Les animaux, malades de la peste humaine


Les consommateurs de viande que nous sommes presque tous ne se doutent que très superficiellement de ce qui se passe dans les grands centres de production de viande en vue de sa consommation humaine, à savoir les usines à élevage intensif et les abattoirs dont le but est de fournir au marché des produits carnés. Le consommateur, même le plus critique et le mieux informé, manque des informations lui permettant de se faire réellement une opinion fondée en faits vérifiés et irréfutables et donc en raison. Pourquoi ce déficit en informations ? Parce qu'aucune institution publique ne souhaite réellement l'en informer ! C'est que la situation dans ces centres de production de viande est tellement grave qu'il faudrait une volonté politique pour transformer ce qu'il faut bien appeler une zone de non-droit en un espace juridique et éthique (rêvons un peu ...) de responsabilité et de respect envers les animaux.

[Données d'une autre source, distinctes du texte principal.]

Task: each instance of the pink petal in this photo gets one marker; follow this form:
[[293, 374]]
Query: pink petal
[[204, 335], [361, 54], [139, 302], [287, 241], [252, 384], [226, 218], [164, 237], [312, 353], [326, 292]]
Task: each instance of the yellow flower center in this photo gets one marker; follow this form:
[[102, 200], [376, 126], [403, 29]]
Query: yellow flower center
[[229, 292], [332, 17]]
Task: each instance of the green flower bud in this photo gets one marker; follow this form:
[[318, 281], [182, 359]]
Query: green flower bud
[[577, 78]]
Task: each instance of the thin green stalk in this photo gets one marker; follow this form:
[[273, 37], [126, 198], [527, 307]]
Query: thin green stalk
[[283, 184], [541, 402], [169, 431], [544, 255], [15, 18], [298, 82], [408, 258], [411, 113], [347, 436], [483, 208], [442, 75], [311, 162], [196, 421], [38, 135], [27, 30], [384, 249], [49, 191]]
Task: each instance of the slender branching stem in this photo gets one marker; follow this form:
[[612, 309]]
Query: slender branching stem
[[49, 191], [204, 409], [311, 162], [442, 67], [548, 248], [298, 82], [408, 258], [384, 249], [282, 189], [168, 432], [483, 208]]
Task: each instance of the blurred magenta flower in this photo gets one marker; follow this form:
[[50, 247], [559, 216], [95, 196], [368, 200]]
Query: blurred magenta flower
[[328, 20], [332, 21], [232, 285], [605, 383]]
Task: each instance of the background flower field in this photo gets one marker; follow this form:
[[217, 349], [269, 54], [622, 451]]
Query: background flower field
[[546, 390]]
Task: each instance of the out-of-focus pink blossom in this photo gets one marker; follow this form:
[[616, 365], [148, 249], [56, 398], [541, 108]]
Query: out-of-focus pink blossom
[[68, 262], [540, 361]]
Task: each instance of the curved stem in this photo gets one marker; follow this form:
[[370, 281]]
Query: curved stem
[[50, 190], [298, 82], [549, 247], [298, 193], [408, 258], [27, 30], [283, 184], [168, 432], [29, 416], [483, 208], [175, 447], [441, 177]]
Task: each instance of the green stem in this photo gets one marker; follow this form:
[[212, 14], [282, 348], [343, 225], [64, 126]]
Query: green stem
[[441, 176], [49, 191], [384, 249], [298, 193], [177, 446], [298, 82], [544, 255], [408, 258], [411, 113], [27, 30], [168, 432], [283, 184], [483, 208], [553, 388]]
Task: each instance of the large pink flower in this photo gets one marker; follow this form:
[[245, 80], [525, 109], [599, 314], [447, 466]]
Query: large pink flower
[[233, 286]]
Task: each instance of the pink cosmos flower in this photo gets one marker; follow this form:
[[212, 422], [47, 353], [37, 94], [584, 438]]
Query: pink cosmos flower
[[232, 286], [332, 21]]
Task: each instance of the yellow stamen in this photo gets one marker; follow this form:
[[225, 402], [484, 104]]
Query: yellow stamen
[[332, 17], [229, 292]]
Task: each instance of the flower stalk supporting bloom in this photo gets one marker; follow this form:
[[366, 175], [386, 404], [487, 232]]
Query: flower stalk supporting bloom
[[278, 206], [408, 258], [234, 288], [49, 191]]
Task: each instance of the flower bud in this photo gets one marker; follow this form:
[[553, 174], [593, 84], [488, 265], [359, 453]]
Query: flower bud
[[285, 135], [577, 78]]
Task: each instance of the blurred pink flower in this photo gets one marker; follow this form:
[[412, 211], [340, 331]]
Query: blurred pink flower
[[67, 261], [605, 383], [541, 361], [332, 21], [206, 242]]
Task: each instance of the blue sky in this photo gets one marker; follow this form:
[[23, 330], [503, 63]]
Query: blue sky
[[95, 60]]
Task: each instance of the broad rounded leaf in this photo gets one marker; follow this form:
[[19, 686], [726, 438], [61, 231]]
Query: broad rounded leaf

Zone de non-droit qui s'accompagne, et c'est en cela qu'il faut la dénoncer, d'une quantité de violence jamais atteinte jusque là par l'homme à l'endroit des animaux : c'est la thèse que défend avec une précision inouie et une rigueur impressionnante Jean-Luc Daub dans l' ouvrage important qu'il vient de publier : Ces bêtes qu'on abat. Journal d'un enquêteur dans les abattoirs français (1993-2008).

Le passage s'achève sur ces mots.